Like Oscar Wilde, his true ancestor, Vidal fashioned an artist’s open, searching nature into an invincible persona; in Vidal’s case, a persona braced with iron-clad ideological certainties that were really less a matter of politics, as his detractors saw them, than a catlike style of self-protection and self-promotion. Vidal was perhaps the last great prose stylist in America. His essays, especially those he wrote for the New York Review of Books are, as he would have said, immortal.

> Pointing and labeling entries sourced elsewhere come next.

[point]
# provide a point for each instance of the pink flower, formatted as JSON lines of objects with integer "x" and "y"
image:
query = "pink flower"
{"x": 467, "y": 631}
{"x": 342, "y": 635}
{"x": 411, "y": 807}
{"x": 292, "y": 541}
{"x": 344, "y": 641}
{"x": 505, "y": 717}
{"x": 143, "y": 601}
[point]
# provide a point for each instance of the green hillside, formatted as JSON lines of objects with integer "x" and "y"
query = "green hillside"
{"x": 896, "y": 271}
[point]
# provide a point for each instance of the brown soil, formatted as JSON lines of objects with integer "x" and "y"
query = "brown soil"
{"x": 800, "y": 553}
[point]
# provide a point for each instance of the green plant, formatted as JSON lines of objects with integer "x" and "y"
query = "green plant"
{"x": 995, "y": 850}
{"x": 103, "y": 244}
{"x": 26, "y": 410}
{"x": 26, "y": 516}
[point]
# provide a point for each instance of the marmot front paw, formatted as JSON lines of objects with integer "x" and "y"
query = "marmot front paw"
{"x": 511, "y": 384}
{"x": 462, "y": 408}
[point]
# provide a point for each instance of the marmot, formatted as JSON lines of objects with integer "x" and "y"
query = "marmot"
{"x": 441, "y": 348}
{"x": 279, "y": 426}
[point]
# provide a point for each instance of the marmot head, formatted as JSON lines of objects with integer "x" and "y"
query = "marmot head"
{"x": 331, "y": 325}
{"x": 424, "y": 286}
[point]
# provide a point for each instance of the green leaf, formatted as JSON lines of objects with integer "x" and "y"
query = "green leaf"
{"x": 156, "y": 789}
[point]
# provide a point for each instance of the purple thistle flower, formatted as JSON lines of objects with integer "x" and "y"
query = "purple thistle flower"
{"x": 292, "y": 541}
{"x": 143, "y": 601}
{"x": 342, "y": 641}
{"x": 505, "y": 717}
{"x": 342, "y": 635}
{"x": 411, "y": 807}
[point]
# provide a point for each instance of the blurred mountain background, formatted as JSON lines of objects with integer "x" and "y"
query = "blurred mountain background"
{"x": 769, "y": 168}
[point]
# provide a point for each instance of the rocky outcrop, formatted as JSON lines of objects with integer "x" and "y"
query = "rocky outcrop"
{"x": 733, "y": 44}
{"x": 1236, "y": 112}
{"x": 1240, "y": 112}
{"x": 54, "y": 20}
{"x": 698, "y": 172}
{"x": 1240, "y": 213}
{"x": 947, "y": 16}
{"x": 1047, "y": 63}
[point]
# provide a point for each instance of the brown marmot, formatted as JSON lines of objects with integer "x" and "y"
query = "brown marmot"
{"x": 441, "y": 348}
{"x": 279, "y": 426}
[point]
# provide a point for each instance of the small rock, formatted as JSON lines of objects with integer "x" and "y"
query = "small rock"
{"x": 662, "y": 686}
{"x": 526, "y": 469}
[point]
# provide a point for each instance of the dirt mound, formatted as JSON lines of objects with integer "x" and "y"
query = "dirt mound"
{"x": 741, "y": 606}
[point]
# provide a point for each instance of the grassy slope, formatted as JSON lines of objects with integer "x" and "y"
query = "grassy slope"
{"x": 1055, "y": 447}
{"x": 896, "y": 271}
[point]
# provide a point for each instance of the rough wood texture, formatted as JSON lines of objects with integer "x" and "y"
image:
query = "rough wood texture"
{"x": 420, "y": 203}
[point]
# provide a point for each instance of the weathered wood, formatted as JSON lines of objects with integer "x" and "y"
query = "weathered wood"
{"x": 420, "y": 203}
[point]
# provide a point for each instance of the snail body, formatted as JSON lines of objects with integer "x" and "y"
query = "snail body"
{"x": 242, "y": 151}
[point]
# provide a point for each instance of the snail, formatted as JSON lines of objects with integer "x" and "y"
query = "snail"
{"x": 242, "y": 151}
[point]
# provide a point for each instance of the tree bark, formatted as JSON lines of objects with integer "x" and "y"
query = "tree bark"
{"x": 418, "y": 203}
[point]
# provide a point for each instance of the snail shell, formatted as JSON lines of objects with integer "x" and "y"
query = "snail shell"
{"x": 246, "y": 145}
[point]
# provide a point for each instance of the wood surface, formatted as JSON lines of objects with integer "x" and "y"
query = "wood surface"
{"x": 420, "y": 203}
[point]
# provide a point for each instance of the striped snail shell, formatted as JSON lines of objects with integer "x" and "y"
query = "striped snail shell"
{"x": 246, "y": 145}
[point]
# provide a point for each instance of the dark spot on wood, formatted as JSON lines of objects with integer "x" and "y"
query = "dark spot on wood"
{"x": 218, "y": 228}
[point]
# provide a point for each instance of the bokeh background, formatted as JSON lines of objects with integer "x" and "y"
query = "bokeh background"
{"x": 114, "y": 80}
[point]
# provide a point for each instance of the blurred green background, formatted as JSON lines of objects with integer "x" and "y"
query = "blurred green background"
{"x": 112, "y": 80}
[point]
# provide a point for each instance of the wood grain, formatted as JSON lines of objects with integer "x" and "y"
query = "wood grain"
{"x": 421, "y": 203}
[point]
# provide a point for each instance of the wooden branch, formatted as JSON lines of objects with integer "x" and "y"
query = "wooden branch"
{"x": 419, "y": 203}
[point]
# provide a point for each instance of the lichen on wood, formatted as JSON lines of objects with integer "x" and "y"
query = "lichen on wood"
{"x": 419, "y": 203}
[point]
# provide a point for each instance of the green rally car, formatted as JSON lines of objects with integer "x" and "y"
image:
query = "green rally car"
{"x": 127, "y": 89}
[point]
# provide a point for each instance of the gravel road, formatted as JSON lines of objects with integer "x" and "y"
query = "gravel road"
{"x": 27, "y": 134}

The last time I saw Vidal was at yet another party in L.A. He was frail, and was sitting in a chair holding a cane with regal detachment. I reintroduced myself and we chatted for a while. I told him how much I adored Palimpsest, the first volume of his autobiography, and how I particularly admired the way he used the song “Don’t Get Around Much Anymore” as a recurrent theme, to express his heartbreak after his lover, Jimmie Trimble, was killed on Okinawa during the Second World War. Vidal smiled and began to croon the song softly into my ear. I smiled back and the old goat and I stared into each other’s eyes. Then I called over the woman I was with and introduced her to Vidal. He acknowledged her curtly and coldly turned away from me. I cherish the memory.